Math 4707 HW#3 Selected Solutions

HW#3: 8.1: #30,32,34 8.2: #20,24 8.3: #18,27 12.3: #18

8.2 #24: Let A be the set of numbers which begin with 3, and end with 5. Let B be the set of numbers which have a 7.

|A|=1*10*10*10*1, |B|= 9*10*10*10*10- 8*9*9*9*9 (all -no 7's)

|A \intersect B|=1*(10*10*10-9*9*9)*1.

#1: Proof #1: This is the same as

D_n/n!=(1-1/n)*D_n-1/(n-1)!+1/n*D_n-2/(n-2)!.

Using the explicit formula for D_n/n!, we see that we need to show

(-1)^n-1/(n-1)!+(-1)ⁿ/(n)!=(1-1/n)*(-1)^n-1/(n-1)!

which is true.

Proof #2: We give a combinatorial proof: Split the derangements of n into 2 disjoint sets:

Set #1: Last element is i (not equal to n), and the ith element is n. The other n-2 elements then form a derangement of n-2, so there are (n-1)*D_n-2 elements in Set #1.

Set #2: Last element is i (not equal to n), and the ith element is not n. Then deleting the last element, we get a derangement of n-1, with n replacing the element i. There are (n-1)*D_n-1 elements in Set #2.

2. This is just

D_n/n!=D_n-1/(n-1)!+(-1)ⁿ/(n)!.

3. Let A_i be those integers at most n which are divisible by p_i. We need the intersectino of the complements. So by PIE, this is

n-(n/p₁+n/p₂+..+ n/p_k)+ (n/p₁p₂+n/p₁p₃+... ) -....

=n(1-1/p₁)(1-1/p₂)...(1-1/p_k).

For example if n=24 k=2, p₁=2, p₂=3, we get

24*(1/2)*(2/3)=8, and there are 8 numbers relatively prime to 24: 1,5,7,11,13,17,19,23.

4. Apply d/dx(x d/dx) to the binomial theorem and then put x=1. You get n*2^n-1+n(n-1)*2^n-2.

5. We'll include 1 later if necessary. Let A_i be the set of perfect ith powers at most 1000 and at least 2. We need only take i between 2 and 9 since 2¹⁰=1024. We need the size of the union of the A_i. By PIE, using

A_i \intersect A_j= A _LCM(i,j),

we get

(30+9+4+2+2+1+1+1)-(2+4+2+1+2+1+1)+(2+1+1)=50-13+4=41.

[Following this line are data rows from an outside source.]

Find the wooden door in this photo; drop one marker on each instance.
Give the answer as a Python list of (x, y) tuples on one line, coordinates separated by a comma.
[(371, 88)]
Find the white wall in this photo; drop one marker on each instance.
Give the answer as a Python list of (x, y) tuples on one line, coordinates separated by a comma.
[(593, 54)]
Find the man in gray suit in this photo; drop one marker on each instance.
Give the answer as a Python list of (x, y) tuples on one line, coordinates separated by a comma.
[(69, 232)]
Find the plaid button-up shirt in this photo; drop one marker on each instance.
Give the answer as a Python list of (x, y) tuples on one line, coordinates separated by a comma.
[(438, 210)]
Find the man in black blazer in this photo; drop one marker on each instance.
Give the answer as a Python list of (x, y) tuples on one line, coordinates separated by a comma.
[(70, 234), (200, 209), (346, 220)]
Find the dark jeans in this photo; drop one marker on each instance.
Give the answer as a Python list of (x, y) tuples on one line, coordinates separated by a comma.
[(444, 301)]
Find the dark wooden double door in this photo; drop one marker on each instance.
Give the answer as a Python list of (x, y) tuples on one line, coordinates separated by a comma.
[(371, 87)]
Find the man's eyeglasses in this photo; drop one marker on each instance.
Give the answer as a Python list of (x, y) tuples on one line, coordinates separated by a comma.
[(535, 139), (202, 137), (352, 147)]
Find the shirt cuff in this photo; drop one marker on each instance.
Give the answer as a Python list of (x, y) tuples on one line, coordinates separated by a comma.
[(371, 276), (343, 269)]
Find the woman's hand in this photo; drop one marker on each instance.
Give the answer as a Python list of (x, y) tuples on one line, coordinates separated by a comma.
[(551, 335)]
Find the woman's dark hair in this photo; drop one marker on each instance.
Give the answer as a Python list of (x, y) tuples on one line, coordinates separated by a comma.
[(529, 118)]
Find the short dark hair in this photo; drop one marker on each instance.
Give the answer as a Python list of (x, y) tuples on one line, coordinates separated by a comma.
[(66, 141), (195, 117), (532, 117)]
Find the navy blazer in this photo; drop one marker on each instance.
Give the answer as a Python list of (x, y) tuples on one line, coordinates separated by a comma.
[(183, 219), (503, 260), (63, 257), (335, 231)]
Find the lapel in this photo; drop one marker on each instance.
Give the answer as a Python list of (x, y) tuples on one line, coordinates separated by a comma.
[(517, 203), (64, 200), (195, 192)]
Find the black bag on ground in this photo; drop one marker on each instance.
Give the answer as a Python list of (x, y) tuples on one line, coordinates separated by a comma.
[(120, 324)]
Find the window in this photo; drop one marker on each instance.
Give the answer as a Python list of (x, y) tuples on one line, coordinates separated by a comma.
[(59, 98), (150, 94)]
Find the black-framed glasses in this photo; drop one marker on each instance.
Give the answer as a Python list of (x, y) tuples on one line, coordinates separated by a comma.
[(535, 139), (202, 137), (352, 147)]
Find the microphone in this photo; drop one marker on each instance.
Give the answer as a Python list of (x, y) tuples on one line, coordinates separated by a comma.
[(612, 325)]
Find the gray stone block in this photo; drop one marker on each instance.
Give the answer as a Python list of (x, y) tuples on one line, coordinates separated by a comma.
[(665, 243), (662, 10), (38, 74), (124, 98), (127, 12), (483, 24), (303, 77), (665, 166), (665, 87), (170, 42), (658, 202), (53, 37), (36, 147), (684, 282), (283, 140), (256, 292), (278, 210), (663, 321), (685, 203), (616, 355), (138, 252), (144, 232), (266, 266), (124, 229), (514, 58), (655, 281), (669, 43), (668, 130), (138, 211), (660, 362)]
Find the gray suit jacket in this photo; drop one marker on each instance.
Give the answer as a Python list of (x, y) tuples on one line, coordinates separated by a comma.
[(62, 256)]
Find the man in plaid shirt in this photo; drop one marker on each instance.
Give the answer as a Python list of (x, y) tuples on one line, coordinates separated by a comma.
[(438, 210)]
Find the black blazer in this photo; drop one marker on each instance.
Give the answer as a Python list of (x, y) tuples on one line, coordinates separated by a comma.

6. There are (n+1 choose m) such words. Build a subset of size m of {0,1,..,n} from such a word in the following way: the ith element of the m-set is the number of 1's to the left of the ith 0.

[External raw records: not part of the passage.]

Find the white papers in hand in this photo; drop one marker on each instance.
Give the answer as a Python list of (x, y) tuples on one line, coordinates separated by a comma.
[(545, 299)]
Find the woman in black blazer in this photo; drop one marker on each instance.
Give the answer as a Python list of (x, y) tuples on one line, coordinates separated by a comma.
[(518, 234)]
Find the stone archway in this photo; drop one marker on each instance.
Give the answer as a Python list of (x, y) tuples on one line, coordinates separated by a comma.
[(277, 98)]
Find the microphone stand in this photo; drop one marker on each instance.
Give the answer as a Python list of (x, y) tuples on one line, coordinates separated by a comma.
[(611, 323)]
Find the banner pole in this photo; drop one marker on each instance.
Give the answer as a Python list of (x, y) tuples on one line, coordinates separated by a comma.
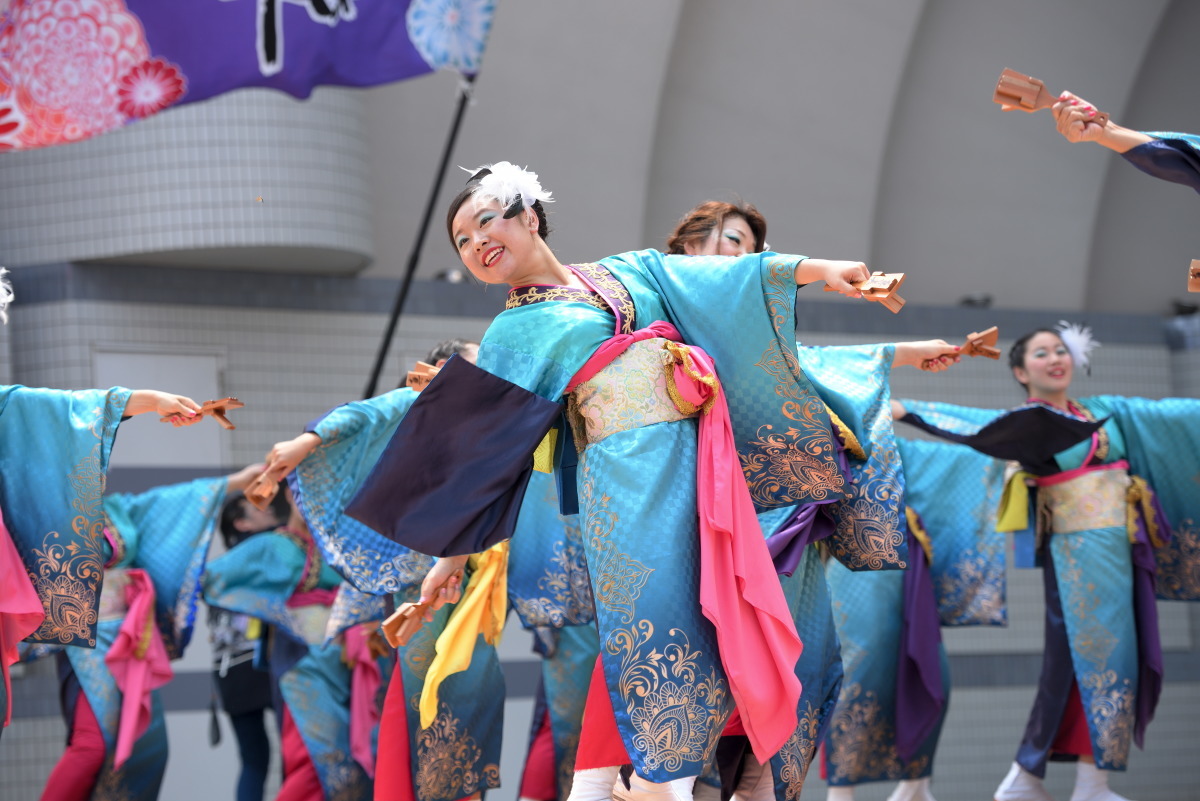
[(466, 88)]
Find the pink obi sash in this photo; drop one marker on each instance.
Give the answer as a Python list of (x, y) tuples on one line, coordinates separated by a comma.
[(138, 662), (365, 681), (21, 609), (755, 631)]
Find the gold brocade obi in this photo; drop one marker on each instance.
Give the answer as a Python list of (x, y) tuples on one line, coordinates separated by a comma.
[(112, 597), (1092, 500), (631, 392)]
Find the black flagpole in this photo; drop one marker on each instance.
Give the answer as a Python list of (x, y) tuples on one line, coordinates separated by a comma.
[(414, 256)]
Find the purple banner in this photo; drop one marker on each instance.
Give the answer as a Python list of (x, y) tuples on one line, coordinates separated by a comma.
[(73, 68)]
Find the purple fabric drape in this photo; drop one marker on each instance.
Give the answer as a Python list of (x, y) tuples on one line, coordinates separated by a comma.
[(921, 692)]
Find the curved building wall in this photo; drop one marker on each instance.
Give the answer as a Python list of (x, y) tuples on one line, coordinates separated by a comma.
[(255, 179)]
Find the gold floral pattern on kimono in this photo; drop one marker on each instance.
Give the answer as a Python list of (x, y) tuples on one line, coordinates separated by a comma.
[(599, 276), (1179, 564), (1110, 710), (568, 600), (868, 535), (1111, 714), (862, 741), (447, 760), (796, 756), (69, 577), (617, 578), (630, 392), (677, 712), (787, 467)]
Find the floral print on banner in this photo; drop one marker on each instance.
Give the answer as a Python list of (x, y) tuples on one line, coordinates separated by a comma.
[(450, 34), (71, 70)]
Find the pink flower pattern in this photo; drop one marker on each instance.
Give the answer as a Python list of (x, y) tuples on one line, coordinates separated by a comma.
[(149, 88), (73, 68)]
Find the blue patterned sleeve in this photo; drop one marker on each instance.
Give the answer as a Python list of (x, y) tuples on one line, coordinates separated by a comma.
[(1171, 156)]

7. (n-1 choose k-1). Again build a (k-1)-subset of {1,2,...,n-1} by taking the partial sums except the for total sum which is always n. For example if n=12, k=6, we have 12=2+3+2+1+1+3, the partial sums are 2,5,7,8,9, so the 5-set of {1,2,...,11} is {2,5,7,8,9}.